Posted by Greg Rice at 9:04 PM 0 comments
Friday, July 13, 2007
Non irony alert
Did you know that if you give a voice mail to a podcast, someone from a major newspaper will post it on their blog? It's like all web 2.0 and stuff.
Anyway I submitted a voice mail on my fave movie podcast Filmspotting and it got written up (briefly) by tribune critic Michael Phillips. Check out item #2 on the blog.
My podcast voice mail mention on this blog makes me more famous than George Clooney. Suck it, Clooney.
The blog...
http://featuresblogs.chicagotribune.com/talking_pictures/2007/07/two-from-out-th.html
And the postcast... (Filmspotting is terrific always, BTW)
http://www.filmspotting.net/2007/07/filmspotting-167-sicko-transformers-top.html
Ah Clooney, I can't stay mad at you!
Posted by Greg Rice at 10:05 AM 4 comments
Sunday, July 8, 2007
Condoleezza Nice!
While she may be the heart and soul of the worst presidential administration since fuckin' Taft, I think Condoleezza Rice should be called Condoleezza NICE!
Why do I say so?
* When told she made Time Magazine's list of 100 Most Influential People, she said "Aw Shucks, Fellas."

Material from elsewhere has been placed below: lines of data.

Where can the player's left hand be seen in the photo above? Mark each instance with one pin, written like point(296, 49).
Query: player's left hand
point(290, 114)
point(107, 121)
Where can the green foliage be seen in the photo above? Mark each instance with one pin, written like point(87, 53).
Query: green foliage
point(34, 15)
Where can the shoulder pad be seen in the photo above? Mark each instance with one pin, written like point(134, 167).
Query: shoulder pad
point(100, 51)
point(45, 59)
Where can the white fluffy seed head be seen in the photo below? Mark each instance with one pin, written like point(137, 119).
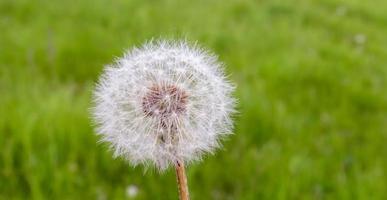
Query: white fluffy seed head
point(163, 102)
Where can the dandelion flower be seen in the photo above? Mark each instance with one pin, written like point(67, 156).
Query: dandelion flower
point(164, 103)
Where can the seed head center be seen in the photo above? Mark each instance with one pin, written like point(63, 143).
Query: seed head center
point(164, 101)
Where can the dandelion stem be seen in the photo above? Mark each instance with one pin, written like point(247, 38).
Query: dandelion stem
point(181, 181)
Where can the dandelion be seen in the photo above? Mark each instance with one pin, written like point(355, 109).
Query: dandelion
point(164, 104)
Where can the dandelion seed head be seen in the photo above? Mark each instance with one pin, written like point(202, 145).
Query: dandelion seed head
point(163, 102)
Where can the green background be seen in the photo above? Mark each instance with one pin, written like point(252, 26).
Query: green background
point(312, 90)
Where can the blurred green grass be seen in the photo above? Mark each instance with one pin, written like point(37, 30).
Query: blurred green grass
point(312, 85)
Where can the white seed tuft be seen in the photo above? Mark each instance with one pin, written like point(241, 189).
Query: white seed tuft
point(163, 102)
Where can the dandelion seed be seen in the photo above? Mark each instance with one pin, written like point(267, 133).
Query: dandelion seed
point(165, 103)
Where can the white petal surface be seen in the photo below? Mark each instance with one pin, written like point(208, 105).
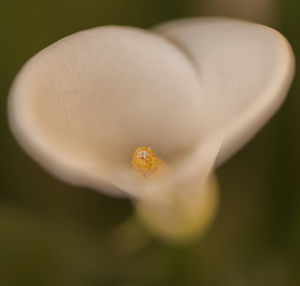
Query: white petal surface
point(245, 70)
point(81, 106)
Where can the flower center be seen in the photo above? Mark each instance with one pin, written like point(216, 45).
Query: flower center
point(146, 164)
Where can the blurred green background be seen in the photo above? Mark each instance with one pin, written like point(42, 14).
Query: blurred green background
point(55, 234)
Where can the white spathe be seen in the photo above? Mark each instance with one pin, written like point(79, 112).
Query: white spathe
point(193, 90)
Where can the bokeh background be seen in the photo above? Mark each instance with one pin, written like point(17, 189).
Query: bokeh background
point(55, 234)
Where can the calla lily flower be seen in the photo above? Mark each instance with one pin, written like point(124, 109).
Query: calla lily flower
point(193, 90)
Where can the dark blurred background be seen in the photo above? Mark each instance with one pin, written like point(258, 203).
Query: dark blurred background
point(54, 234)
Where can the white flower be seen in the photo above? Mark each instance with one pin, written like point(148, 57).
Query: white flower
point(193, 90)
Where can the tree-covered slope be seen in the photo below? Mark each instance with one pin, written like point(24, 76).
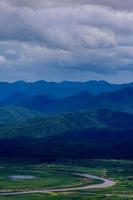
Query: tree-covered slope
point(44, 126)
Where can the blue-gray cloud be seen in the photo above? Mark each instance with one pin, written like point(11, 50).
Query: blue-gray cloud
point(58, 40)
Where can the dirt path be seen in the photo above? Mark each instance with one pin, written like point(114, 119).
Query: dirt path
point(106, 183)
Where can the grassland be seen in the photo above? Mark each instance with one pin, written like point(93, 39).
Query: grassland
point(52, 175)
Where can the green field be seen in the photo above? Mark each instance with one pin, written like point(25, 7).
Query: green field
point(58, 176)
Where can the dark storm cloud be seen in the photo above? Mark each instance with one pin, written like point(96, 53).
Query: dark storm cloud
point(62, 39)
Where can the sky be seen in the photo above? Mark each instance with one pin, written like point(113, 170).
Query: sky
point(76, 40)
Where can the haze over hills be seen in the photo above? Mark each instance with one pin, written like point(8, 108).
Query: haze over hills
point(58, 90)
point(73, 119)
point(101, 134)
point(118, 100)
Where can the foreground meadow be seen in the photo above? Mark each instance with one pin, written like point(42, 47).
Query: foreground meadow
point(60, 175)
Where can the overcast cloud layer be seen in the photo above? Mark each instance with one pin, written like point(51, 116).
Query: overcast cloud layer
point(66, 40)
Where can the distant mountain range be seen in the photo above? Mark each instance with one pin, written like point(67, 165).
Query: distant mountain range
point(58, 90)
point(121, 100)
point(50, 120)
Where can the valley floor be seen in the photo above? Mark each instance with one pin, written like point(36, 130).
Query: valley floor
point(57, 176)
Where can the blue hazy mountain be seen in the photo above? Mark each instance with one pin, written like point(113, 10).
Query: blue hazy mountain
point(58, 90)
point(121, 100)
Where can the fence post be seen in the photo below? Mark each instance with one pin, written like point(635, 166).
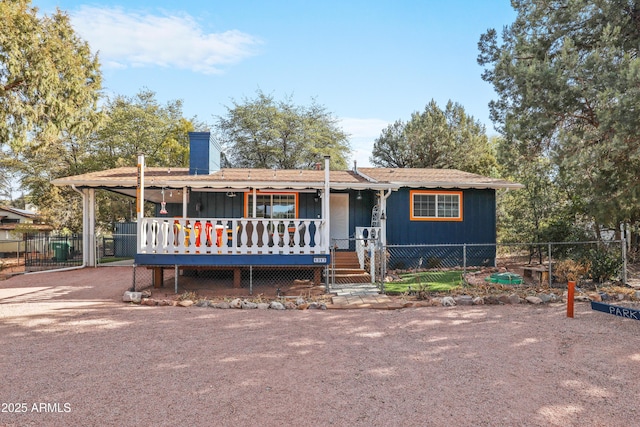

* Her policy of Transformational Diplomacy is based on democratic values, which are nice values generally.
* Refuses to waterboard people, at least personally.
Since Condie is such a sweetie, I think we should think of other nicknames for famous Rices.
* SF 49er player Jerry Rice is now called Jerry Thrice, for his three or more Super Bowl rings.
* Author Anne Rice is now called Anne Ice, for her chillingly realistic depiction of Tom Cruise as a gay vampire.
* Boston Red Sox player Jim Rice is now called Jim Lice, for his refusal to wash his uniform that led to an infestation of grubs.
* Gary Hart's friend Donna Rice is now called Donna Vice, cause she had sex with that one guy once.
And I should be called Greg Mice, cause Mice is allllll I eat!